Lost in Technobabylon

Computer consultants often speak in technobabble, and I’m as guilty as anyone else. When I’m at a client’s house, and they ask me why their computer is slow, I’ll say: “Your hard drive is too small for what you have on it.” “Your system has only 512MB of RAM.” “Your virtual memory allocation is too low.” Usually followed by a deer in the headlights look and “Huh?”

Not good. I like my clients to understand what is going on in their computer. Computers are not mysterious, scary black boxes that work by ancient mystical spells cast during the dark of night in the faraway land of Dell.

When I get that blank stare, I explain:

“You’re working at your desk. Do you go over to your filing cabinet, take out one piece of paper at a time and work on it, then return it and get another one? No! You remove the folders you need. You bring them to your desk, and work on them there. If your work is larger than the desk, you put the overflow on a side table. And when you’re done, you return all the folders to the filing cabinet.

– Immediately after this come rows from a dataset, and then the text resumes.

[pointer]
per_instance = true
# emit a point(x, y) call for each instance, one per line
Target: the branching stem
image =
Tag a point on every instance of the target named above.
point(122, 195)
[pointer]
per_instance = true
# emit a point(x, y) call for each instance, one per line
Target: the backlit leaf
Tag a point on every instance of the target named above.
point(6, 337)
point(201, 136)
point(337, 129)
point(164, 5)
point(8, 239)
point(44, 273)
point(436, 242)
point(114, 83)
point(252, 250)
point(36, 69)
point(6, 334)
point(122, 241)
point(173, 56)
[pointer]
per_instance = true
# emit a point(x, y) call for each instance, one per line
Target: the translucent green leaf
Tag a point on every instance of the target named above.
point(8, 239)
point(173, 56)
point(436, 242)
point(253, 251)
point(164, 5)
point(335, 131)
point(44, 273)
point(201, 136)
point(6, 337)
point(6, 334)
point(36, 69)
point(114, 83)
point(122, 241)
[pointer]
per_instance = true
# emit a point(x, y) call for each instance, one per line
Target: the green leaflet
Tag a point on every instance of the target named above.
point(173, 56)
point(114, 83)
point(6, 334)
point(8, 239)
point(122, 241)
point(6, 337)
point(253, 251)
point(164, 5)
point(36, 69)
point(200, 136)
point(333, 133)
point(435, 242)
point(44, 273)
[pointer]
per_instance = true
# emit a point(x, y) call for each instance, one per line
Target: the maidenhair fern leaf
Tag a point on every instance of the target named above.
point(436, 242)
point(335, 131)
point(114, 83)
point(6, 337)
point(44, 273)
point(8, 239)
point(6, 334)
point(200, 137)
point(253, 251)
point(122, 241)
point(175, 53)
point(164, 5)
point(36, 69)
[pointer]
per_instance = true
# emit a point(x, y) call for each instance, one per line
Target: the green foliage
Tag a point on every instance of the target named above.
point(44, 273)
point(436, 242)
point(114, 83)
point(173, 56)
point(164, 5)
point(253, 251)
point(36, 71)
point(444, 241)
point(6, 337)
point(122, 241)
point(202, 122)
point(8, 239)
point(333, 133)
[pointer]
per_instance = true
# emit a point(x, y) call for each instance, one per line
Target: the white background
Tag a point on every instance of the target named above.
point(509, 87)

“This is how your computer works. The filing cabinet, where the files are kept, is your hard drive. The desk, where you work on the folders, is your system RAM. And the side table is your virtual memory. When you call up a program, it copies it from the hard drive to your RAM. You work on it there. If it takes more space than you have available, the overflow is pushed into a section of the hard drive the computer sets aside, called the virtual memory. When you’re done, the result is saved back to the hard drive where it waits for your next command.”

They all work together. If your system RAM is not up to the task, the computer uses part of the hard drive to make up the difference, though this will be slower than RAM usage. The hard drive has to have sufficient space to contain the virtual memory needed as well as the program storage you require. The first things I look at on slow computers are the size of the hard drive and the amount of RAM, and those are usually the first things I recommend for upgrading.

Hard drives will not last forever. If your drive is grinding away, taking a long time to find programs and data, and is over five years old, it’s probably time for a new one. New drives are dirt cheap, with a 500GB drive averaging about $50.00. I always recommend a larger drive than is presently installed, so the system will have the room to expand the virtual memory as needed.